Глава III. Кредит доверия: «превышения» и «злоупотребления властью»

Начало XIX в. ознаменовалось для Казани громким событием, в результате которого военный губернатор Павел Петрович Пущин и гражданский губернатор Александр Ильич Муханов были отрешены от должности и отданы под суд. Инцидент казанской губернской администрации стал причиной издания Александром I указа от 27 сентября 1801 г., запрещавшего употребление полицией при дознании и следствий каких бы то ни было истязаний, «допросов с пристрастием» под страхом кары. В нем говорилось: «…чтоб, наконец, самое название пытки, стыд и укоризну человечеству наносящее, изглажено было навсегда из памяти народной»[180]. Далее предписывалось всем гражданским губернаторам, губернским правлениям, палатам уголовного суда и всем присутственным местам, «чтоб не ослабляя силы закона, во всяком случае основывали они производство дел на точном изыскании истины, не лишая невинность всех удобовозможных к оправданию ее способов, и тем достигали той человеколюбивой цели, каковая в Высочайшем Указе об изглажении из народной памяти пыток предначертана».

В западных государствах под влиянием идей Просвещения уже с середины XVIII в. стало заметным стремление пересмотреть отношение к пыткам. В тех странах, где действовал институт присяжных, сложились традиции публичного суда, существовала адвокатура, пытки исчезли рано. По этому пути двигалась вся Европа. В Англии и Швеции пыток не было уже в XVI в., пытку в Пруссии отменили в 1754 г., в Австрии — в 1787-м, во Франции — в 1789 г. Пытка в России дожила до реформ Александра II, хотя формально, благодаря «казанскому инциденту», и была отменена указом 1801 г.

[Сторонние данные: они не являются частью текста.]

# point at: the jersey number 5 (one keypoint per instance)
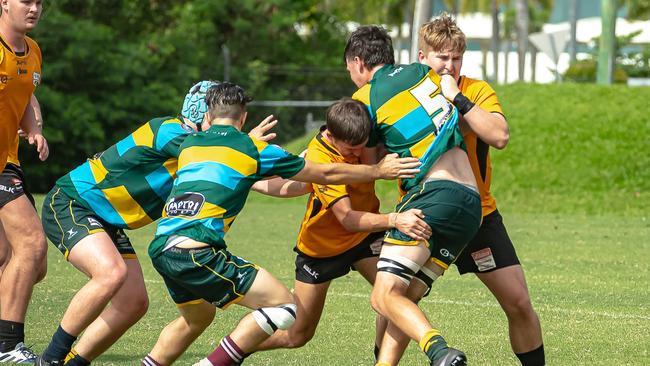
(436, 106)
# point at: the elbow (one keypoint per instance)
(502, 141)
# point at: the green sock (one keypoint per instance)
(433, 344)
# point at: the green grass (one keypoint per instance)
(573, 186)
(587, 275)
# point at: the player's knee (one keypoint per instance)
(111, 275)
(271, 319)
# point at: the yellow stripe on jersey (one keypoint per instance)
(397, 107)
(98, 170)
(172, 166)
(260, 145)
(210, 210)
(128, 209)
(421, 147)
(143, 136)
(238, 161)
(227, 222)
(363, 94)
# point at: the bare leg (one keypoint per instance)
(27, 261)
(508, 285)
(310, 300)
(127, 307)
(181, 332)
(97, 257)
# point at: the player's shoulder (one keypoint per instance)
(474, 85)
(33, 47)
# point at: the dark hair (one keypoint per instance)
(372, 45)
(226, 100)
(348, 120)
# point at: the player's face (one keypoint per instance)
(443, 62)
(356, 69)
(347, 150)
(23, 15)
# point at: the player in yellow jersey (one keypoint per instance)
(490, 255)
(22, 241)
(342, 228)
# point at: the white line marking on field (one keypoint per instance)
(604, 314)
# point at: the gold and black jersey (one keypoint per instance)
(20, 74)
(321, 234)
(479, 92)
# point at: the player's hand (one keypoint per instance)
(412, 223)
(449, 86)
(41, 145)
(260, 131)
(392, 166)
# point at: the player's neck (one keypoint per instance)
(226, 122)
(14, 38)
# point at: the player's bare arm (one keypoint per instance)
(409, 222)
(31, 125)
(492, 128)
(391, 167)
(280, 187)
(260, 132)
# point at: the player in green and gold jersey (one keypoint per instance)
(412, 117)
(85, 214)
(216, 170)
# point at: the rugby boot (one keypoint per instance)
(20, 354)
(453, 357)
(41, 362)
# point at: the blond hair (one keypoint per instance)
(441, 34)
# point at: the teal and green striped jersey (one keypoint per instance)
(127, 184)
(216, 170)
(410, 115)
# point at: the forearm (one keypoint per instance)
(32, 122)
(367, 221)
(279, 187)
(492, 128)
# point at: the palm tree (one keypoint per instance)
(607, 47)
(523, 25)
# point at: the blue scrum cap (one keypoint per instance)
(194, 105)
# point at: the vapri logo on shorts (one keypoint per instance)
(187, 204)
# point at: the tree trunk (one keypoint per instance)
(522, 21)
(607, 47)
(495, 40)
(421, 15)
(573, 19)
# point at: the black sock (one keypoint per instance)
(11, 333)
(77, 360)
(60, 345)
(532, 358)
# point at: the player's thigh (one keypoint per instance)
(96, 254)
(310, 301)
(266, 290)
(508, 285)
(22, 226)
(367, 267)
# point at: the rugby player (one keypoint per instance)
(490, 255)
(216, 171)
(412, 118)
(85, 214)
(342, 228)
(22, 243)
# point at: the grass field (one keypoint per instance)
(574, 189)
(588, 278)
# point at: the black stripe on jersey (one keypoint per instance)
(482, 150)
(319, 138)
(315, 207)
(336, 200)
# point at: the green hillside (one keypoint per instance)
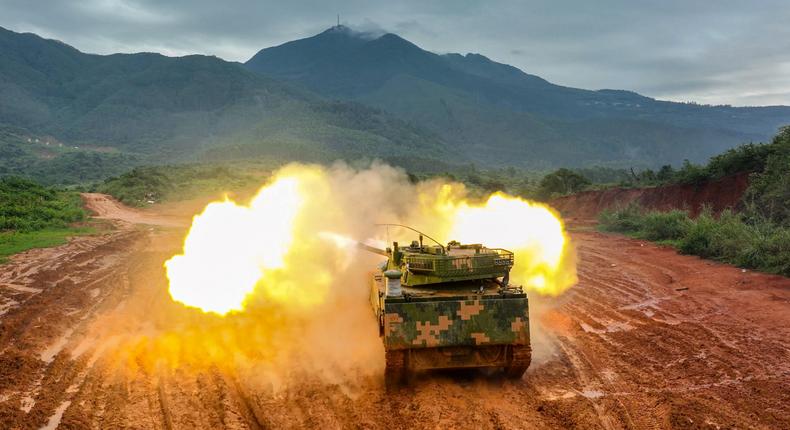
(497, 114)
(103, 114)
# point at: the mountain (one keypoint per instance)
(61, 109)
(497, 114)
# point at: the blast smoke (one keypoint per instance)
(306, 312)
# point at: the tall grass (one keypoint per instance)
(34, 216)
(731, 237)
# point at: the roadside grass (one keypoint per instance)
(14, 242)
(36, 216)
(750, 242)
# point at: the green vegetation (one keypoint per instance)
(758, 237)
(34, 216)
(146, 185)
(561, 181)
(731, 237)
(12, 242)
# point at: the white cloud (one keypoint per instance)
(728, 51)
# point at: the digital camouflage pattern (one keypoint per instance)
(470, 321)
(449, 307)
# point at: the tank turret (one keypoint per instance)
(449, 307)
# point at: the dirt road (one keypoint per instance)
(648, 339)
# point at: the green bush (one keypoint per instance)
(730, 237)
(623, 220)
(28, 206)
(660, 226)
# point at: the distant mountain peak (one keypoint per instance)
(342, 30)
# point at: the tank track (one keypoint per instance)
(396, 370)
(520, 358)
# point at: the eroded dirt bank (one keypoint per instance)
(648, 339)
(719, 195)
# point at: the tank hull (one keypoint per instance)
(452, 328)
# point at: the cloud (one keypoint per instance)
(715, 52)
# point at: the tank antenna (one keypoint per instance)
(414, 230)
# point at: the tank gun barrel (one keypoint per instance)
(372, 249)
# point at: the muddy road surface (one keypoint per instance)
(648, 339)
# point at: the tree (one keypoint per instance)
(561, 181)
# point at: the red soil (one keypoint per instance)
(719, 195)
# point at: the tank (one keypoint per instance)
(449, 307)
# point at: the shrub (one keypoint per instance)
(623, 220)
(671, 225)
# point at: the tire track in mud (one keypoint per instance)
(625, 349)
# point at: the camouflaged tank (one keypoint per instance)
(449, 307)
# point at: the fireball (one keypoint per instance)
(292, 241)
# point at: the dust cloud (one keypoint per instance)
(307, 315)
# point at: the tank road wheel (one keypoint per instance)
(396, 370)
(520, 357)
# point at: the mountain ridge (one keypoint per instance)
(175, 109)
(593, 125)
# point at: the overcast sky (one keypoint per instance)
(709, 51)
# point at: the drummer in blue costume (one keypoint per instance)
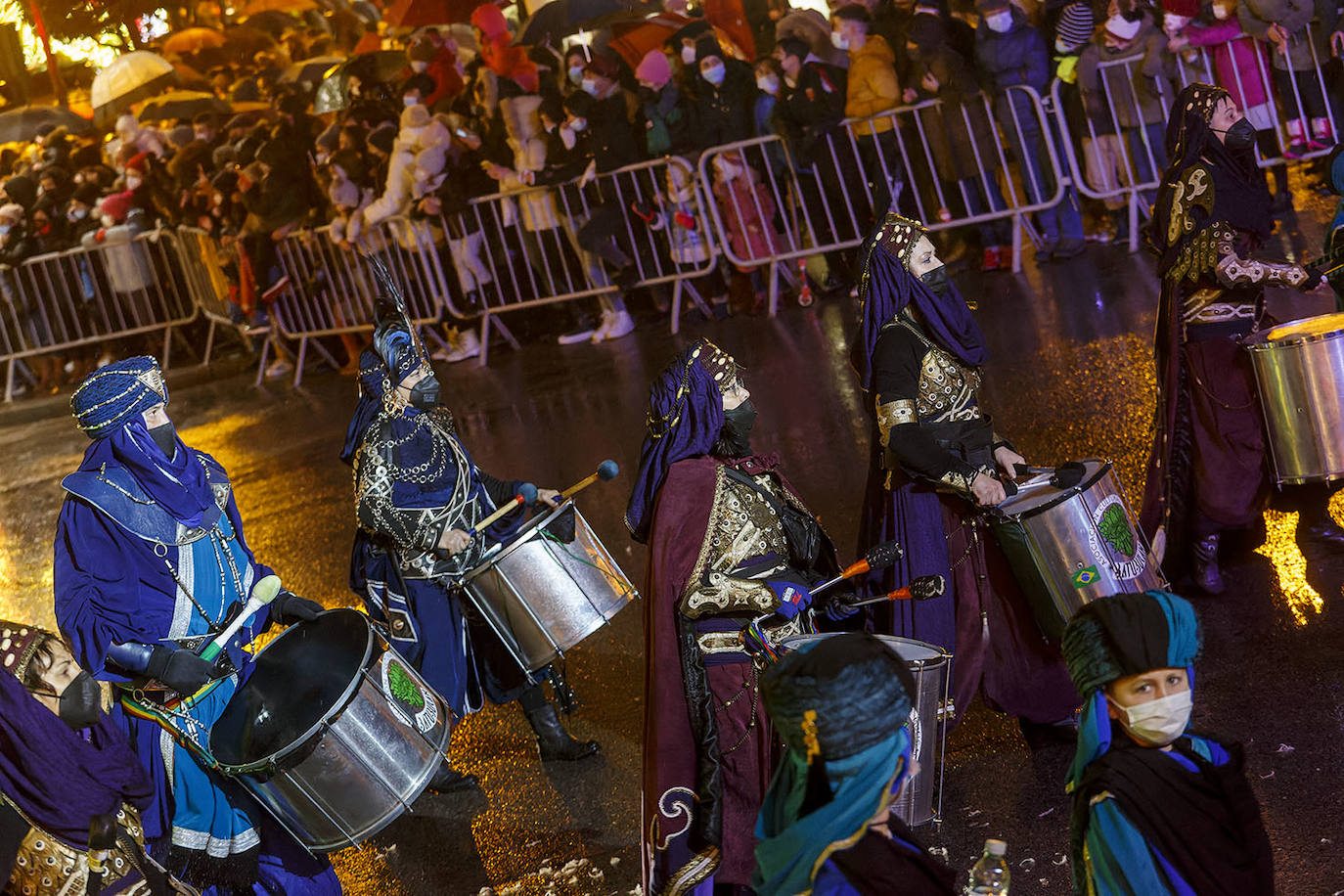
(419, 493)
(150, 563)
(826, 825)
(1157, 810)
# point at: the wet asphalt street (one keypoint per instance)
(1070, 378)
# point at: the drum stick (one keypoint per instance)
(877, 558)
(924, 587)
(525, 495)
(263, 593)
(606, 471)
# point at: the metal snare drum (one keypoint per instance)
(1067, 547)
(543, 596)
(930, 666)
(334, 733)
(1300, 373)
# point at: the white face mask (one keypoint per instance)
(1159, 722)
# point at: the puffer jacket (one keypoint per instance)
(873, 87)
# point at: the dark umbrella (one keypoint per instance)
(21, 125)
(560, 18)
(381, 66)
(309, 70)
(417, 14)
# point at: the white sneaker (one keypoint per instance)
(467, 344)
(600, 334)
(277, 368)
(617, 326)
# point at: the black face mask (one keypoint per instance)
(425, 394)
(165, 437)
(81, 702)
(937, 280)
(736, 435)
(1239, 137)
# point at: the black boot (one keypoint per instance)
(448, 780)
(1207, 575)
(552, 737)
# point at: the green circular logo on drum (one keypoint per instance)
(412, 701)
(1113, 540)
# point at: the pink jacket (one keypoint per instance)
(1243, 57)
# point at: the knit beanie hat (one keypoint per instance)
(1075, 24)
(654, 67)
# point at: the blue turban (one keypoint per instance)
(118, 392)
(1125, 634)
(841, 705)
(685, 420)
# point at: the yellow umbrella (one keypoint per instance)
(191, 40)
(280, 6)
(129, 78)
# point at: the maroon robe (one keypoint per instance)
(707, 743)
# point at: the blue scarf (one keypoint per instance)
(793, 848)
(180, 485)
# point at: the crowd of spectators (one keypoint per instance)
(449, 124)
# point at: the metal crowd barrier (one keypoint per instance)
(128, 285)
(945, 164)
(1121, 155)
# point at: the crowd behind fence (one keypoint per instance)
(1006, 164)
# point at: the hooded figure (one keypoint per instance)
(1156, 810)
(841, 708)
(150, 559)
(733, 551)
(64, 762)
(419, 497)
(935, 454)
(1207, 468)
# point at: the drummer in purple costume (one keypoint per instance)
(1207, 469)
(719, 559)
(150, 559)
(419, 493)
(918, 353)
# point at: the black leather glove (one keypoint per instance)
(182, 670)
(288, 608)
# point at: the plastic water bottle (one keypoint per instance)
(989, 874)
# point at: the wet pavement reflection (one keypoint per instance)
(1070, 378)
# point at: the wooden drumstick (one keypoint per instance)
(525, 495)
(606, 471)
(922, 589)
(263, 593)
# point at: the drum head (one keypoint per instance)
(1305, 328)
(298, 681)
(908, 649)
(1046, 496)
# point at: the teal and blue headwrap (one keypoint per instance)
(118, 392)
(1124, 634)
(841, 705)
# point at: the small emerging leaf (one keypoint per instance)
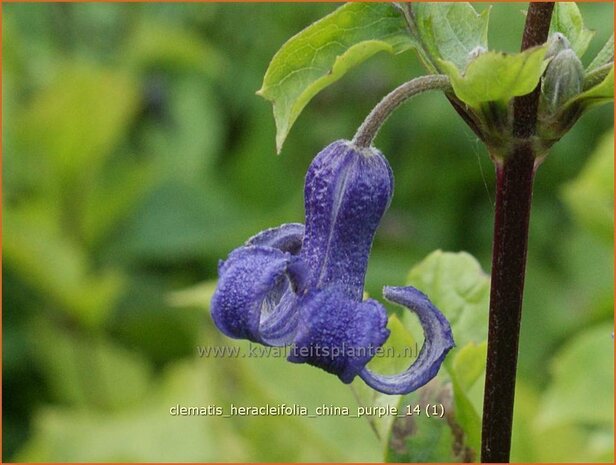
(324, 51)
(451, 31)
(597, 95)
(605, 55)
(496, 76)
(568, 20)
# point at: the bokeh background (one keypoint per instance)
(136, 155)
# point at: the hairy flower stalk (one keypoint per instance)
(303, 285)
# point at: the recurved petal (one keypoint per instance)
(438, 341)
(253, 282)
(287, 237)
(337, 333)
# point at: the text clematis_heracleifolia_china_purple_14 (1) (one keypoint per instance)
(302, 286)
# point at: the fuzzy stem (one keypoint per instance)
(370, 127)
(513, 202)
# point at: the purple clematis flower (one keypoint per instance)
(303, 286)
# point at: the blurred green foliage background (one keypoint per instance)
(135, 155)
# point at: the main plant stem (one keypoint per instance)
(514, 172)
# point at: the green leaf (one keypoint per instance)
(591, 195)
(605, 55)
(146, 432)
(497, 77)
(582, 390)
(450, 31)
(324, 51)
(568, 20)
(88, 370)
(417, 438)
(459, 288)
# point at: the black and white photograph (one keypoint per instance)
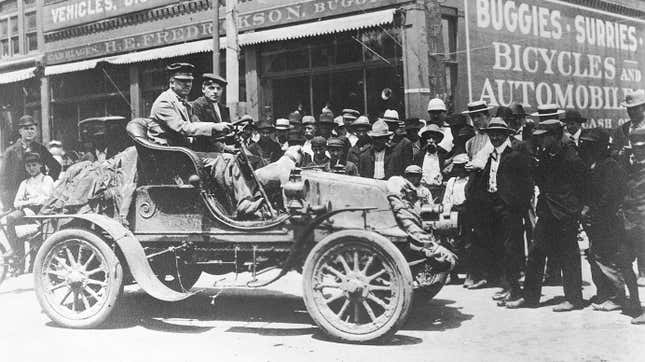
(322, 180)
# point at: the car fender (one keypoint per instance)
(134, 256)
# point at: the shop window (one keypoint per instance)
(31, 42)
(30, 21)
(15, 45)
(13, 25)
(348, 50)
(7, 6)
(5, 47)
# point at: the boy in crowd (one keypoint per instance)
(32, 193)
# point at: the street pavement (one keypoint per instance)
(237, 324)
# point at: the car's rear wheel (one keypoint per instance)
(357, 286)
(77, 278)
(175, 273)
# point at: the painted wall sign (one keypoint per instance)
(271, 13)
(75, 12)
(537, 52)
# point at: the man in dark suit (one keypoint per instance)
(13, 170)
(502, 191)
(560, 175)
(376, 161)
(622, 150)
(207, 109)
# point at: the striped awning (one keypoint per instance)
(316, 28)
(17, 75)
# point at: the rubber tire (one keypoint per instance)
(4, 267)
(401, 267)
(189, 273)
(113, 264)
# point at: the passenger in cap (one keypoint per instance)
(338, 163)
(171, 124)
(319, 149)
(412, 173)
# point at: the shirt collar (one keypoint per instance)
(503, 146)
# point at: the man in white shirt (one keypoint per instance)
(431, 157)
(502, 192)
(573, 124)
(32, 193)
(309, 131)
(479, 147)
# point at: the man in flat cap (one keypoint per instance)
(573, 121)
(171, 123)
(208, 109)
(560, 175)
(12, 171)
(337, 148)
(173, 114)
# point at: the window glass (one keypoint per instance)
(15, 45)
(13, 23)
(4, 28)
(4, 44)
(31, 42)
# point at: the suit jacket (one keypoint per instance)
(366, 163)
(172, 122)
(402, 155)
(441, 153)
(12, 171)
(514, 181)
(204, 111)
(561, 179)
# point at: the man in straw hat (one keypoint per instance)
(401, 146)
(309, 132)
(266, 147)
(479, 147)
(635, 200)
(502, 192)
(622, 148)
(560, 175)
(375, 162)
(431, 158)
(360, 128)
(12, 171)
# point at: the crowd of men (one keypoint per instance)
(525, 186)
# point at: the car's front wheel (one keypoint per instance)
(77, 278)
(357, 286)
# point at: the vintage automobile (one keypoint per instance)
(339, 231)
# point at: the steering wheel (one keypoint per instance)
(234, 132)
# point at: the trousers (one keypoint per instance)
(555, 239)
(232, 183)
(506, 231)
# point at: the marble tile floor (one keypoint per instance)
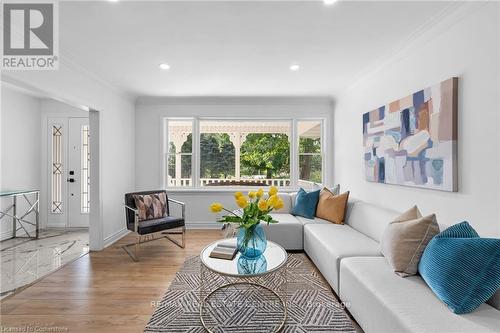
(25, 261)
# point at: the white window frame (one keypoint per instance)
(195, 161)
(322, 121)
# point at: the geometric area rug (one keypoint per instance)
(311, 306)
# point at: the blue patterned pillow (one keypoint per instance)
(461, 268)
(305, 203)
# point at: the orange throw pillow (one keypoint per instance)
(332, 207)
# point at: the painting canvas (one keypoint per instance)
(413, 141)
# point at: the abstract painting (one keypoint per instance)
(413, 141)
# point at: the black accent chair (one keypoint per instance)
(147, 229)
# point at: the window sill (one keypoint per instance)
(195, 190)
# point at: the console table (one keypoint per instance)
(19, 221)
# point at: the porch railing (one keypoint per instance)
(282, 182)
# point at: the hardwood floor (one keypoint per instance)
(103, 291)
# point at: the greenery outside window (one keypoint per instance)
(310, 153)
(213, 153)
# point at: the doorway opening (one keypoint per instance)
(57, 142)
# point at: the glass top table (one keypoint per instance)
(273, 258)
(242, 285)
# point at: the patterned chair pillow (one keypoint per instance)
(151, 206)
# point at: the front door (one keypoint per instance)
(78, 178)
(69, 164)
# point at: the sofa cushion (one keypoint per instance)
(327, 244)
(462, 268)
(288, 232)
(332, 207)
(315, 220)
(383, 302)
(306, 203)
(287, 204)
(404, 240)
(370, 219)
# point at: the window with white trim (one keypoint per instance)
(207, 153)
(310, 152)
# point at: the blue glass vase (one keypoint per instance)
(252, 241)
(249, 266)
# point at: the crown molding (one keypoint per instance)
(438, 24)
(66, 58)
(236, 100)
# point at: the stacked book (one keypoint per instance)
(225, 250)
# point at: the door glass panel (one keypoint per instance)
(57, 168)
(85, 170)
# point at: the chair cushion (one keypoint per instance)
(381, 301)
(327, 244)
(332, 207)
(305, 203)
(151, 206)
(287, 232)
(461, 268)
(404, 240)
(155, 225)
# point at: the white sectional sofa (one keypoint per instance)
(349, 258)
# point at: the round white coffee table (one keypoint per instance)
(242, 292)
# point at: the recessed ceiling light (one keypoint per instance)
(329, 2)
(165, 67)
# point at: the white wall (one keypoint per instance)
(72, 83)
(467, 47)
(20, 150)
(151, 111)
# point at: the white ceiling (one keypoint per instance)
(236, 48)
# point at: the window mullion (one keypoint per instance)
(294, 159)
(195, 164)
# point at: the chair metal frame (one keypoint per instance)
(151, 237)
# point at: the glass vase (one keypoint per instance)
(252, 241)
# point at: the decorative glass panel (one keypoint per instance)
(85, 170)
(57, 169)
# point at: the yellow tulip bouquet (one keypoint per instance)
(255, 208)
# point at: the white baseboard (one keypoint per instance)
(6, 234)
(115, 237)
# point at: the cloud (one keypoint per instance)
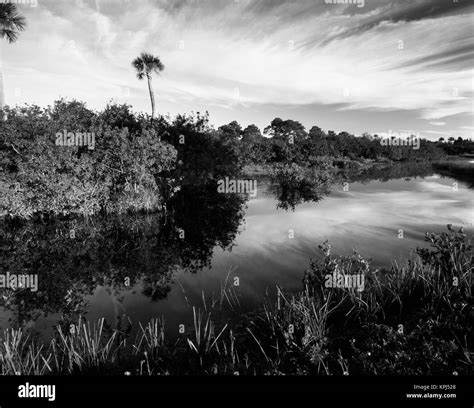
(389, 56)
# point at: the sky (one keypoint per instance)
(377, 66)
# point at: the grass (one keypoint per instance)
(415, 318)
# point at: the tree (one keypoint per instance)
(145, 65)
(11, 24)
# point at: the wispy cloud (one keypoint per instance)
(386, 56)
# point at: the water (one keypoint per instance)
(254, 243)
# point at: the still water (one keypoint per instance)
(132, 269)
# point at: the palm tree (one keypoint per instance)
(11, 23)
(145, 65)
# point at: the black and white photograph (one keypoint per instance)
(236, 196)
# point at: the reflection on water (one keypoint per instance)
(145, 266)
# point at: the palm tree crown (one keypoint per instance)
(146, 63)
(11, 22)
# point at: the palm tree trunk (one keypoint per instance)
(2, 94)
(152, 96)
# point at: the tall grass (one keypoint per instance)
(413, 318)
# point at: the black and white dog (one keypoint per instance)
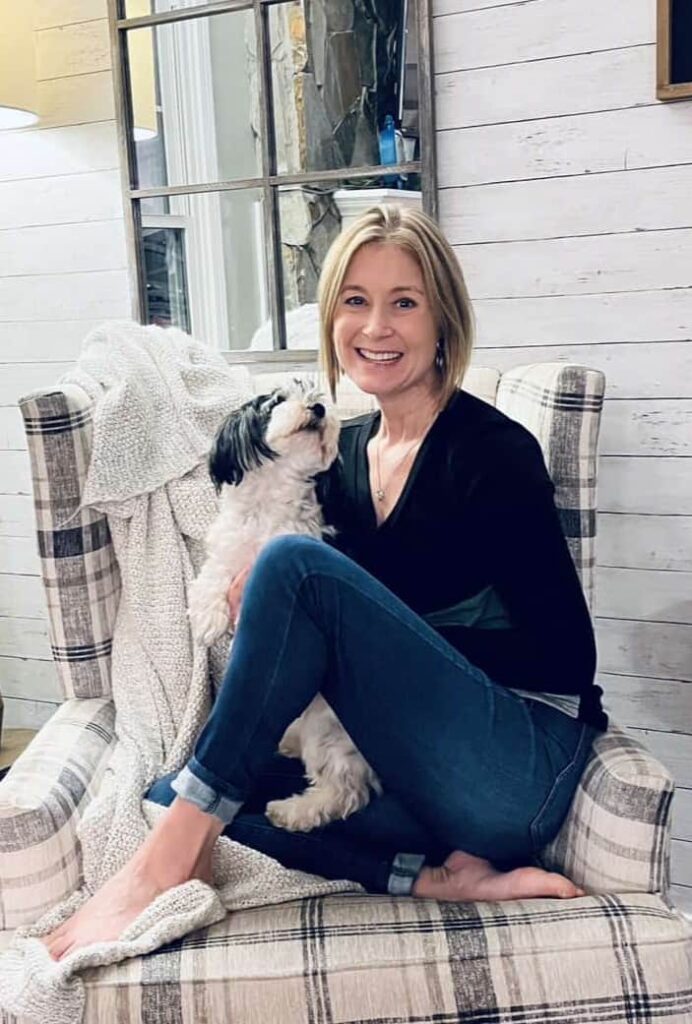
(263, 462)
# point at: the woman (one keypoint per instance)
(445, 626)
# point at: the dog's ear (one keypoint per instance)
(240, 444)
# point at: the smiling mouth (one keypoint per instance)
(371, 356)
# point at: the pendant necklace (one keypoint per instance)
(380, 491)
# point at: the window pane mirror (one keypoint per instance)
(253, 131)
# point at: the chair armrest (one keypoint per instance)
(616, 837)
(78, 562)
(42, 800)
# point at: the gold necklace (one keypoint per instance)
(380, 491)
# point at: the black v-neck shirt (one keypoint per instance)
(477, 511)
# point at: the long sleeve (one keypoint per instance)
(550, 645)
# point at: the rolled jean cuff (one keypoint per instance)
(405, 868)
(191, 788)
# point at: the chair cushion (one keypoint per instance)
(42, 800)
(561, 406)
(365, 958)
(78, 564)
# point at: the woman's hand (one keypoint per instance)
(235, 592)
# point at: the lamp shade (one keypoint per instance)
(142, 74)
(17, 65)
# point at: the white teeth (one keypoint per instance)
(380, 356)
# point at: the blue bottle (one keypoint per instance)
(388, 148)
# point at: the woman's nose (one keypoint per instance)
(377, 323)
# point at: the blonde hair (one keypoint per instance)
(444, 286)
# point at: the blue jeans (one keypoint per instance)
(464, 762)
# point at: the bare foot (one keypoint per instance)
(464, 878)
(178, 849)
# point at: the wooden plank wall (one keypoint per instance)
(62, 269)
(566, 189)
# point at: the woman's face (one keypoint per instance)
(384, 331)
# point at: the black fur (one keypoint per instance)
(240, 444)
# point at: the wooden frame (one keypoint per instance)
(665, 89)
(268, 181)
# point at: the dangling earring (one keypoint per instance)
(439, 356)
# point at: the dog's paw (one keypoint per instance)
(297, 813)
(291, 745)
(209, 624)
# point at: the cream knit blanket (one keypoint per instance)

В. С. Турин. Казанские судебные места


Это событие не осталось без внимания С. М. Шпилевского[181], Н. П. Загоскина[182], Н. Ф. Дубровина[183]. Оно получило отражение на страницах многотомного юбилейного издания по истории Министерства военных дел[184], но в ракурсе должностных наказаний эта история не анализировалась. Название сенатского дела — «О суждении бывших в Казани губернаторов: военного — Пущина и гражданского — Муханова, губернского прокурора Княжевича и присутственных тамошней Уголовной Палаты, Городского Магистрата и Полиции за бесчеловечные подсудимым пытки»[185] — уже настраивает на его исход. Это дело представляет собой фолиант объемом в 584 листа, частично поврежденный. Отложившиеся в нем документальные сведения способствуют уяснению механизма взаимодействия монарха, Сената и губернской администрации, конкретизируют процедуру отрешения губернатора за превышение своих полномочий.

Обратимся к законодательной предыстории. 8 ноября 1774 г. губернские учреждения получили секретный указ Екатерины II о неприменении пыток в виде телесных истязаний. Формально пытка оставалась в арсенале следователя, как и в законодательстве, но в действительности была запрещена этим секретным указом. К подследственным применяли угрозу пытки на словах. Приготовленный к пытке человек не знал, что эта мера запрещена, думал, что угроза пытки осуществится, поэтому мог признаться в преступлении. Пытка при Екатерине II не была отменена официально, завершением следственного процесса считалось личное признание подследственного в совершении преступления, и поэтому пытка, как лучшее средство достижения такого признания, оставалась в арсенале следствия. Подследственных по-прежнему пытали, особенно в провинции.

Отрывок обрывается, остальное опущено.